Depuis quelques temps, l’Ukraine et la Pologne ont des tensions en raison du transit de céréales ukrainiennes. Au début de l’année 2022, l’Union Européenne (UE) a lancé des « chemins de solidarité » pour assister l’Ukraine à exporter et vendre ses produits agricoles sans taxe vers l’Afrique et le Moyen-Orient. Cependant, environ la moitié de ces céréales finissent leur voyage au sein de l’UE, comme le rapporte la Fondation Farm, un groupe de réflexion axé sur les problématiques agro-alimentaires internationales. Ces produits sont proposés à des tarifs nettement inférieurs à ceux du blé cultivé en UE, en particulier en Europe centrale.
La Pologne, la Bulgarie, la Hongrie, la Roumanie et la Slovaquie, craignant que ces céréales n’affectent leur marché local et les revenus de leurs paysans, avaient bloqué l’importation de ces grains en avril 2023. Bruxelles avait donné son accord à cet embargo, à condition qu’il ne bloque pas le transit vers d’autres nations et qu’il ne dure que quatre mois. Le problème de fond n’ayant pas été résolu, la Pologne a choisi de maintenir sa frontière fermée aux céréales ukrainiennes après la fin de l’été, bien que Bruxelles jugeait que l’embargo avait perdu sa légitimité, ses analyses indiquant qu’il n’y avait plus de distorsion des marchés locaux pour les céréales.

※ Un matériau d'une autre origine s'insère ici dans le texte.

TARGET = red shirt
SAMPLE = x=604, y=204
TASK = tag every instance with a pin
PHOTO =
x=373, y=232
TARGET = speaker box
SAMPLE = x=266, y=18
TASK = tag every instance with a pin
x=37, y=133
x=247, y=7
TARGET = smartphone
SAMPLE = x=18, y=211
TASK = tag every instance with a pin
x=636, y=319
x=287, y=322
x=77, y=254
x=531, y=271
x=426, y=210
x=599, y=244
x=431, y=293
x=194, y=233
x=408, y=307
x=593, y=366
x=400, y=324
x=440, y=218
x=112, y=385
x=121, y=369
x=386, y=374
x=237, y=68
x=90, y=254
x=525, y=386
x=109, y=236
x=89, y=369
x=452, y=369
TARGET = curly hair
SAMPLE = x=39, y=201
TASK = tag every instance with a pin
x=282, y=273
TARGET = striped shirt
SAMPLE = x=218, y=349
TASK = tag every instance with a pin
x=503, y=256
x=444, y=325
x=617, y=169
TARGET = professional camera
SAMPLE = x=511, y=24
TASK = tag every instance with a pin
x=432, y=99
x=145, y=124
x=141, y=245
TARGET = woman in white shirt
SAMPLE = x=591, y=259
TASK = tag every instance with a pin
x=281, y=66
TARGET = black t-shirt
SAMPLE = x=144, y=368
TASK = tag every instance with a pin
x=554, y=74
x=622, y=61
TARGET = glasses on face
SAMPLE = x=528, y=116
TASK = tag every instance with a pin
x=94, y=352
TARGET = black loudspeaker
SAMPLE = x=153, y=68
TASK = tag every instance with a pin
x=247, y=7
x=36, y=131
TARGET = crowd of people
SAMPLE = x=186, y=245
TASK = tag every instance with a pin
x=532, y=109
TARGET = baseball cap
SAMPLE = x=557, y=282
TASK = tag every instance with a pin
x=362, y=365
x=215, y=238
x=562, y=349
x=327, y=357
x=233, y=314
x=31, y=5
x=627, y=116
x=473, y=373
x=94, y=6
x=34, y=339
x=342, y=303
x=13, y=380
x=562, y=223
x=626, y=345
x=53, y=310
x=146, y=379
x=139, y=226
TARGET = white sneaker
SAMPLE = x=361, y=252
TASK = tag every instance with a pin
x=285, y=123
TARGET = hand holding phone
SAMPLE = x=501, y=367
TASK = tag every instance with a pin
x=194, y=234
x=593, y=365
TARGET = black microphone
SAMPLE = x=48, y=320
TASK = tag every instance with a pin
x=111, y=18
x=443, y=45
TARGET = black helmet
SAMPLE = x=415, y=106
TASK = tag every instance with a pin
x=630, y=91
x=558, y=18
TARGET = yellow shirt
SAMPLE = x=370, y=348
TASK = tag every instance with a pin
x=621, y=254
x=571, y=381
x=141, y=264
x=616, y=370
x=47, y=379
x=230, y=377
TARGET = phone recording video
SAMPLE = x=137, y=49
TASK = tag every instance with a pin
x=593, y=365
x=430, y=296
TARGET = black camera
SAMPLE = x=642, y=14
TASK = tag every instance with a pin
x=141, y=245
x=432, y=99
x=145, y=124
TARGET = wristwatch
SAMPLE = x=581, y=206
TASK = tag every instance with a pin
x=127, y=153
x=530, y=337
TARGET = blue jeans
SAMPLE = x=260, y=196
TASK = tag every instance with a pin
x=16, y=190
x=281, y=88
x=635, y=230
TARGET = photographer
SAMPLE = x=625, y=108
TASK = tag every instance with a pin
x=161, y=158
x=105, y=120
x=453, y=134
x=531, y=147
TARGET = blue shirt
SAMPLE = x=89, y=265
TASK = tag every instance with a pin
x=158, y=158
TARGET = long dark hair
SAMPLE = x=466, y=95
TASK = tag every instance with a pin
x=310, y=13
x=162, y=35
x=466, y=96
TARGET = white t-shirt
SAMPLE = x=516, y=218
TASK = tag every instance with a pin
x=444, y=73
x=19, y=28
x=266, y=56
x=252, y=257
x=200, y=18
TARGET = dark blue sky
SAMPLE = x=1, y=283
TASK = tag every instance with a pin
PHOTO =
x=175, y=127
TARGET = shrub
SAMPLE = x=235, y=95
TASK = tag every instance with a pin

Les agriculteurs de Pologne ont mis en place un blocage à la frontière ukrainienne pour empêcher les camions en provenance d’Ukraine d’entrer dans le pays. Ces derniers revendiquent un « embargo total » sur les produits agricoles et alimentaires ukrainiens. La raison principale de leur protestation est l’augmentation extrême de leurs frais de production tandis que leurs silos et entrepôts sont pleins à craquer et que les prix ont chuté à leur plus bas niveau. En début de 2024, le président de l’Ukraine a exprimé son sentiment que ce blocus sur la frontière polonaise indiquait une « érosion de la solidarité » à l’égard de son pays et a sollicité des discussions avec la Pologne. Il a également souligné que « seul Moscou se réjouissait » de ces tensions, critiquant « l’émergence de slogans ouvertement pro-Poutine ».